(Januar 2019)

 

Am Abend des 15 Januar 1919 verschleppten fünf Männer der selbsternannten Bürgerwehr Wilmersdorf Rosa Luxemburg und Karl Liebknecht aus ihrer Zufluchtsstätte in der Mannheimer Straße in Berlin Wilmersdorf und brachten sie ins Hauptquartier der Garde-Kavallerie-Schützendivision, ins Eden-Hotel gegenüber dem Zoo. Faktischer Kommandant dieses Freikorps war Hauptmann Waldemar Pabst. Pabst schreibt in seinen unveröffentlichten Memoiren dazu: »Dann ging ich wieder in mein Büro, um mir in den wenigen Minuten, in denen ich in einer gewissen Ruhe nachdenken konnte, mir zu überlegen, wie die Exekution an diesen beiden nach unserer Auffassung schwer schuldigen Spitzen Landes- und Hochverrätern durchgeführt werden solle. Dass sie durchgeführt werden musste, darüber bestand bei Herrn Noske und mir nicht der geringste Zweifel, als wir über die Notwendigkeit der Beendigung des Bürgerkrieges sprachen. Aus Noskes ›Andeutungen‹ musste und sollte ich entnehmen, auch er sei der Ansicht, Deutschland müsse so schnell wie möglich zur Ruhe kommen. […] Über das ›Dass‹ bestand also Einigkeit. Als ich nun sagte, Herr Noske, geben Sie bitte Befehle über das ›Wie‹, meinte Noske: ›Das ist nicht meine Sache! Dann würde die Partei zerbrechen, denn für solche Maßnahmen ist sie nicht und unter keinen Umständen zu haben. Das soll der General [gemeint ist von Lüttwitz, Pabsts Vorgesetzter] tun, es sind seine Gefangenen.«

Am 17. Dezember 1968 versicherte Waldemar Pabst „unter uns“ dem ehemaligen Marinerichter und Rechtsanwalt Otto Kranzbühler den weiteren Verlauf des Gesprächs mit dem Volksbeauftragten und zivilen Oberbefehlshaber Gustav Noske (SPD): „Dieser habe ihn zunächst aufgefordert, die Genehmigung des Generals von Lüttwitz zur Erschießung der beiden Gefangenen einzuholen, und nach der Einwendung Pabsts, ›die werde er nie bekommen‹, mit den Worten reagiert, ›dann müsse er selbst verantworten, was zu tun sei‹.«

Daraufhin gab Pabst einer Spezialeinheit aus Marineoffizieren den Befehl Liebknecht und Luxemburg auf dem Transport ins Gefängnis umzubringen. Liebknecht wurde im dunklen Tiergarten nach einer fingierten Panne, von den Offizieren,

Kapitänleutnant Horst von Pflugk-Harttung (29),

Oberleutnant zur See Ulrich von Ritgen (24),

Leutnant der Reserve Rudolf Liepmann (24),

und Leutnant zur See Heinrich Stiege (23), von hinten erschossen.
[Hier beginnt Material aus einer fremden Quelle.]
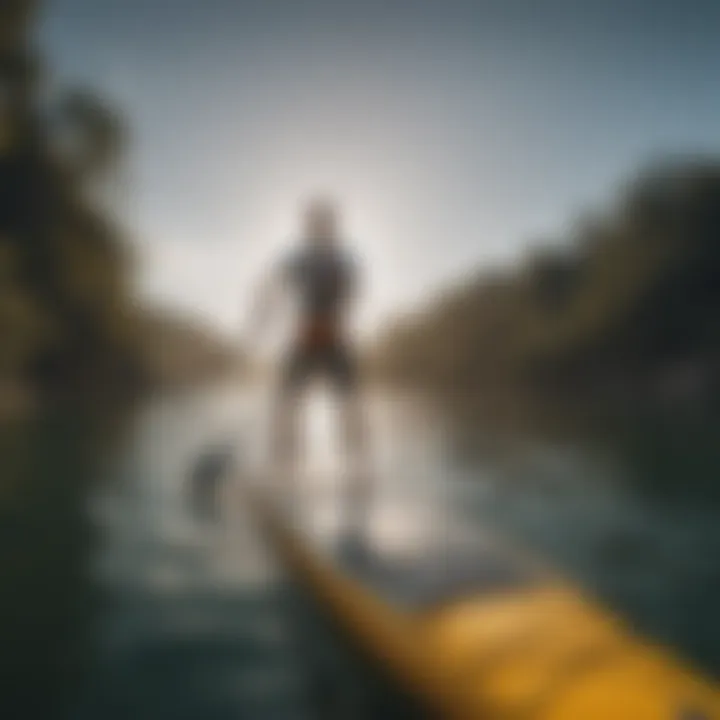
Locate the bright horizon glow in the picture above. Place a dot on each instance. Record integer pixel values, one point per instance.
(455, 135)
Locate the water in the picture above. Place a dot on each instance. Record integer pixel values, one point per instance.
(166, 615)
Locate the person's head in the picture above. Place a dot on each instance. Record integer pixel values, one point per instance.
(321, 221)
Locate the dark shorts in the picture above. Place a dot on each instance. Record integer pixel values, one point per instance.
(335, 363)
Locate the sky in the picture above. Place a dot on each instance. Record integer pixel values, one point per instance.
(455, 134)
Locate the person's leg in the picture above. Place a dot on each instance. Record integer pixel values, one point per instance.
(284, 431)
(354, 434)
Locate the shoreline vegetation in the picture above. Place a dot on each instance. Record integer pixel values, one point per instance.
(618, 320)
(70, 326)
(611, 336)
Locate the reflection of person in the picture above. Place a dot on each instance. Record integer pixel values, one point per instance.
(321, 277)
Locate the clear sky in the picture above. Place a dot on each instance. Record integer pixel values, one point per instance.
(454, 132)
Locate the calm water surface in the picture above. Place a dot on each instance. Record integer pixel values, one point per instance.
(184, 618)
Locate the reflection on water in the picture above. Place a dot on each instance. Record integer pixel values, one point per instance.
(160, 614)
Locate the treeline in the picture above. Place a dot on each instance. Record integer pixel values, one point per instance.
(68, 321)
(623, 313)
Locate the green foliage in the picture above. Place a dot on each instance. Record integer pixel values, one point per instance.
(629, 305)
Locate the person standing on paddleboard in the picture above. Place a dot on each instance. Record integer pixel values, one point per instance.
(321, 277)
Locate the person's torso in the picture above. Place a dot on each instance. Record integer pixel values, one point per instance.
(320, 278)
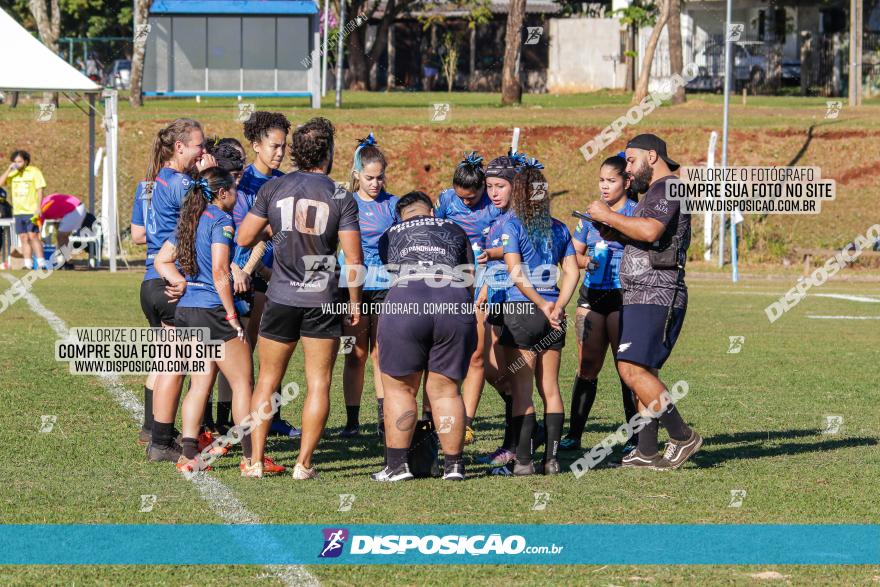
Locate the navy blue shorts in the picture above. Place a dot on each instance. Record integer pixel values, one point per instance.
(411, 342)
(23, 224)
(642, 334)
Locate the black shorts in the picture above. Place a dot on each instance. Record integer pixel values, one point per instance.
(24, 225)
(601, 301)
(526, 327)
(417, 341)
(642, 334)
(371, 300)
(214, 319)
(288, 323)
(155, 304)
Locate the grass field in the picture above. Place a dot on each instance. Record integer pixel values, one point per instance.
(761, 412)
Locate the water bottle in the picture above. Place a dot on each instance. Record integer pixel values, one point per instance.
(598, 262)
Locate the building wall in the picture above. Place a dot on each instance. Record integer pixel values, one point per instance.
(583, 53)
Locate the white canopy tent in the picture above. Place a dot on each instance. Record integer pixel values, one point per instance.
(38, 69)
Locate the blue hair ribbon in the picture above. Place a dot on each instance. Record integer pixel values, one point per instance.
(471, 159)
(369, 141)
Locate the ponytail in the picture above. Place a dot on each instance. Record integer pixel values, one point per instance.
(203, 191)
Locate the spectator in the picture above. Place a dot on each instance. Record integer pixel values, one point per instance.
(70, 213)
(27, 184)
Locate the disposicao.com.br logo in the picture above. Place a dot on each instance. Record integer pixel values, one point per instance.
(476, 545)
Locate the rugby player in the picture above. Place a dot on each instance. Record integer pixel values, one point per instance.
(434, 260)
(654, 299)
(305, 208)
(202, 247)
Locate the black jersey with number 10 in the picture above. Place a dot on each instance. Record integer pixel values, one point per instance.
(306, 212)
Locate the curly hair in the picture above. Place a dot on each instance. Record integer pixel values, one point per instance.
(312, 143)
(228, 152)
(191, 210)
(258, 125)
(533, 213)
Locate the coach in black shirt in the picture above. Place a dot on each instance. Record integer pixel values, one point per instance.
(428, 325)
(308, 218)
(654, 297)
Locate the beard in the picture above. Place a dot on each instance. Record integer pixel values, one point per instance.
(641, 179)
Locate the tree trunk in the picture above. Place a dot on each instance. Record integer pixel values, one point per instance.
(676, 53)
(48, 26)
(136, 97)
(648, 57)
(511, 87)
(630, 52)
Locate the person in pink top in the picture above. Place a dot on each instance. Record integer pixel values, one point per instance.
(67, 209)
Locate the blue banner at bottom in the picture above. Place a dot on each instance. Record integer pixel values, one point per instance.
(597, 544)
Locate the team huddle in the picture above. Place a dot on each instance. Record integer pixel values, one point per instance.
(266, 261)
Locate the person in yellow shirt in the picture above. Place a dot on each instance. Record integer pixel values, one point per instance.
(26, 188)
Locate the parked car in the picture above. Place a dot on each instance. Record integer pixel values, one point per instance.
(119, 75)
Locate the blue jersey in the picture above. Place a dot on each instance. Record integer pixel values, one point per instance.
(215, 227)
(246, 192)
(473, 220)
(603, 271)
(376, 215)
(159, 212)
(496, 276)
(542, 259)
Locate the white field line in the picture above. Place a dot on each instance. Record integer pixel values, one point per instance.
(218, 496)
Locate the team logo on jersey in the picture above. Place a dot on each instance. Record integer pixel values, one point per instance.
(334, 540)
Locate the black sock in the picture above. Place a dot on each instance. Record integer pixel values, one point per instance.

Rosa Luxemburg wurde noch vor dem Eden-Hotel, von dem Marineleutnant Hermann Souchon (29), der auftragsgemäß aus dem Dunkel auf das abfahrende Auto aufsprang, mit einem aufgesetzten Schuss ermordet. Ihre Leiche wurde auf Befehl des Transportführers Kurt Vogel in den Landwehrkanal geworfen.

 

Klaus Gietinger liegt nun eine weitere Aussage eines renommierten Militärhistorikers, Ernst-Heinrich Schmidt und Oberstleutnant a. D. der Bundeswehr vor, der im Militärgeschichtlichen Forschungsamt gearbeitet hat (Heimatheer und Novemberrevolution, Hrsg. vom Militärgeschichtlichen Forschungsamt, Stuttgart 1981). Er ist als junger Offizier Pabst in den sechziger Jahren begegnet und hat dessen Vortrag vor ehemaligen Kadetten gehört. 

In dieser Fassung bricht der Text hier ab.